I haven’t really looked at the performance in Windows. A few questions
here might allow me to fix this problem. Are you using the Index class
or the IndexWriter class? What parameters are you passing to the
indexer? I’ll see what I can do but I can’t promise anything.
I’m using IndexWriter.add_document(doc)
For the purposes of the timing comparison, I’m using an empty directory,
and passing :create => true and a :field_infos hash which details
certain fields which indexes but not stored, or vice versa.
it shouldn’t be slower for bulk updates.
I hope I haven’t misused “bulk”
Actually, looking at your times, it seems like you may not
have the optimal settings for indexing as even 297 seconds seems
like a long time to index 35,000 documents although it depends on the
documents and where they are coming from. If you give me a little more
information I may be able to help you speed this up.
Thanks Dave. I’m generating the index for rows from a SQL database and
in general I’m ok with the 297 secs for 35,000 docs, but a 3x hit does
hurt somewhat, particularly for larger SQL databases.

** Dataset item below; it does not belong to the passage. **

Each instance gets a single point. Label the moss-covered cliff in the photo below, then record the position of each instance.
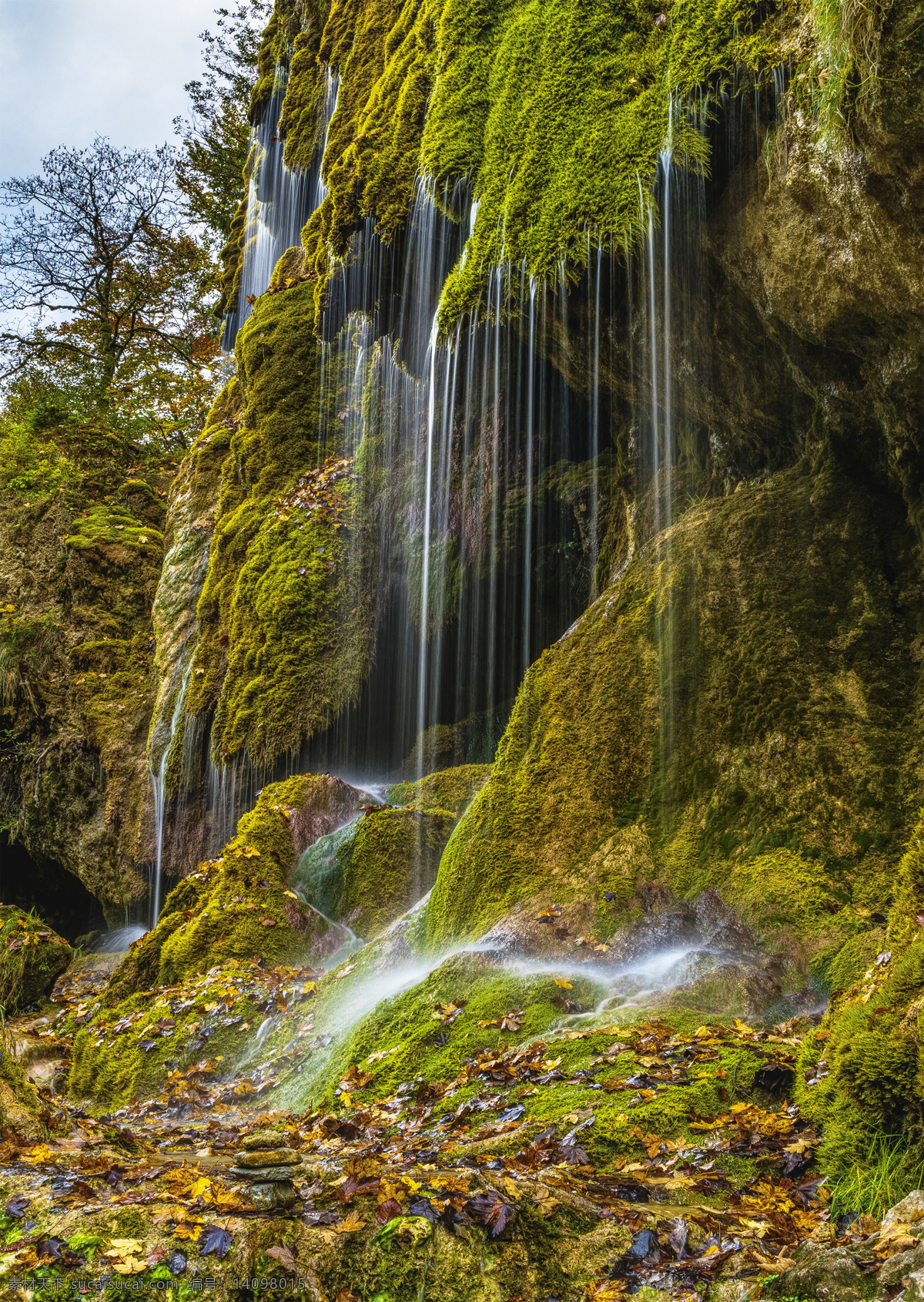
(79, 575)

The logic goes something like this:
Create new ferret index
Connect to SQL dbms
For t in table[1…n] do
For row in resultset do
Each row retrieved from the SQL dbms is a hash of up to 30 fields, and
some fields are longish text [3000chars].
For a baseline, if I comment out the IndexWriter.add_document(row) then
the SQL part of the process only takes around 12 secs, so most of the
work is done by add_document I think.
Thanks for your help,